Heno se removió con inquietud.

—Hay cosas más importantes que sentamos aquí a escuchar gimoteos de mujeres —gruñó.

—Es a ti a quien nadie quiere escuchar —le informó su mujer.

—¡Sujeta tu lengua, mujer! —rugió Heno.

Berta abrió la boca para replicar, pero Ronan intervino con acritud.

—Si tienes cosas más importantes que hacer, Heno, puedes marcharte. —Volvió la cabeza—. ¿Qué opinas, Nel? ¿Crees que podríamos persuadir a algunas de estas desgraciadas muchachas de que se unieran a la tribu del Lobo?

—¿Por qué no?

—Puedo darte el nombre de tres chicas que preferirían mucho más casarse con Dai que con los maridos elegidos por sus padres —dijo Berta.

Dai pareció complacido. Kasar frunció el ceño.

—No sabía que tenías debilidad por Dai —dijo a su mujer.

Beki le dirigió una mirada chispeante.

—He puesto a Dai como ejemplo, Kasar. Cualquiera de nuestros hombres, Okal, Mitlik, Kort o Altair, son mejores que las elecciones de esos padres.

—Todo esto me parece muy bien —dijo Okal, impaciente—, pero ¿cómo nos pondremos en contacto con esas muchachas?

—En la Reunión de Primavera —respondió Ronan—. Me llevaré a los hombres solteros y a las mujeres que se sientan capaces de resistir el viaje.

Beki sonrió.

—Yo hablaré con las chicas de la tribu del Leopardo.

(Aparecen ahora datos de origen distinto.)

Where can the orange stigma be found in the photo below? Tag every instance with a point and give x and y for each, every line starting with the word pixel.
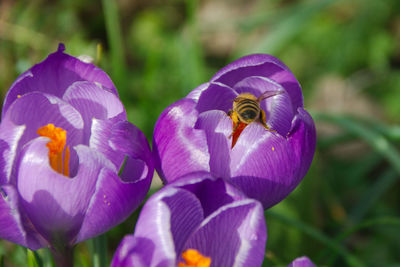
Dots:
pixel 193 258
pixel 56 146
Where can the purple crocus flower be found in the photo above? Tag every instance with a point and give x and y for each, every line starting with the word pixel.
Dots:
pixel 197 219
pixel 71 164
pixel 303 261
pixel 265 160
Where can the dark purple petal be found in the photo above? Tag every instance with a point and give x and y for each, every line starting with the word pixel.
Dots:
pixel 92 101
pixel 302 262
pixel 133 251
pixel 56 204
pixel 11 225
pixel 212 193
pixel 267 166
pixel 216 96
pixel 265 66
pixel 234 235
pixel 278 109
pixel 217 126
pixel 178 148
pixel 54 75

—Y yo con las del Zorro —dijo Yoli.

—Y yo con las del Búfalo —dijo Fara.

—No tiene sentido hablar con las mujeres de la Diosa —intervino Beki—. Nos casamos con quien nos da la gana.

—Las mujeres de la Diosa deberían agradecer la oportunidad de casarse con hombres de verdad —dijo Heno.

Tora le dedicó una mirada iracunda.

—Las mujeres de la Diosa son las únicas mujeres que dan a luz hombres de verdad —replicó.

Nel se mordió el labio una vez más.

—Creo que hemos solucionado los problemas que nos reunimos a discutir —se apresuró a decir Ronan—. Me he dado cuenta de que la provisión de leña empieza a escasear. Bror, coge unos cuantos hombres y ve a buscar suministros nuevos. —Se puso en pie—. El consejo ha terminado.

Mientras los hombres y mujeres de la tribu se levantaban para dirigirse a sus ocupaciones, Ronan se volvió hacia Nel.

—Tú y yo, pececillo —dijo— iremos a echar un vistazo a los caballos.